Randall, whose controversial debut The Wind Done Gone was a slave’s take on Gone With the Wind, has no trouble plunging into touchy topics. In Ada’s Rules, she takes on weight loss and the politics of fat with rollicking humor, compassion and a touch of sadness. Ada is the youngest child of a blues musician and his wife. Her elderly parents are fading, and part of Ada’s determination to get healthy is because her three older sisters died too young from obesity-related issues. Then there are her adult twin daughters. They’re also sort of big. Maybe they should all start “healthing” together?
But Ada starts to worry as the pounds begin to melt away. Will Preach still find her desirable? Will he even notice?
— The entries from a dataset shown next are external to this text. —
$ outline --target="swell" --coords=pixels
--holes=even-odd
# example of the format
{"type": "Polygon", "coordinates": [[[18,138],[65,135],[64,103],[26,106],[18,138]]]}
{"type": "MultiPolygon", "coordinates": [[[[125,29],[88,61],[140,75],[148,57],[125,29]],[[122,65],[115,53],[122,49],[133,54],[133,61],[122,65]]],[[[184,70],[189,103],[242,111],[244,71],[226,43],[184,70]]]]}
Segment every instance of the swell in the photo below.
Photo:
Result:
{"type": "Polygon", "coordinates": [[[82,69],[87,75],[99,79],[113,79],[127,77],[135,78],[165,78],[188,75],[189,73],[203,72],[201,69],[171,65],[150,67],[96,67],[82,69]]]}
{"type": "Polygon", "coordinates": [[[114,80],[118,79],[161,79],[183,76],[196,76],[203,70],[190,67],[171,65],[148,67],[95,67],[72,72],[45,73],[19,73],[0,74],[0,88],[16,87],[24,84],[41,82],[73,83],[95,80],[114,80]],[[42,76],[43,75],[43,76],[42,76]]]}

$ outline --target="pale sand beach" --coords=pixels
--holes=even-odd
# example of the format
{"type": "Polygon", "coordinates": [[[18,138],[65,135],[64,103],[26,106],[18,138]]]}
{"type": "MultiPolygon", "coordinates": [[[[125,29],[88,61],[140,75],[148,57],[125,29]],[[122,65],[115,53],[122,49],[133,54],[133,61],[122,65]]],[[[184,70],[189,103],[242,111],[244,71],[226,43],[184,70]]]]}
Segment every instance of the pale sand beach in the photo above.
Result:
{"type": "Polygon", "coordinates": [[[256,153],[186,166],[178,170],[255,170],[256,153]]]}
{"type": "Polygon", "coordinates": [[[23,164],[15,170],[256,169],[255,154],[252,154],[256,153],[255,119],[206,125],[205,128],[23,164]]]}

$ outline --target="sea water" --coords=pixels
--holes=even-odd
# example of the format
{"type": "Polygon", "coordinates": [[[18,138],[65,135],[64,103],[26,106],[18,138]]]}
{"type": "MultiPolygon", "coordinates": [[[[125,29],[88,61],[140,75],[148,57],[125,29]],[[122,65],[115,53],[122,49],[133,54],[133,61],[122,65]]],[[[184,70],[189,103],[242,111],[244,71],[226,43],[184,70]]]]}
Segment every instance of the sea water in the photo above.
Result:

Ada’s Rules gives readers the pleasure of spending some time with a real person. So many women are facing struggles like Ada’s, and many of the laughs will come from recognition as well as humor. The novel, with its chapter headings straight out of weight loss books—it’s almost something of a novel/diet book hybrid—is also suspenseful. What’s going to happen when Ada reaches her ideal weight? Will she reach her ideal weight? We know she’s not going to have an affair with Matt Mason. Or will she?
It’s a delight to read about someone so fully human. In Ada Howard, Randall has pulled off the tough trick of creating a truly relatable, deliciously complicated character.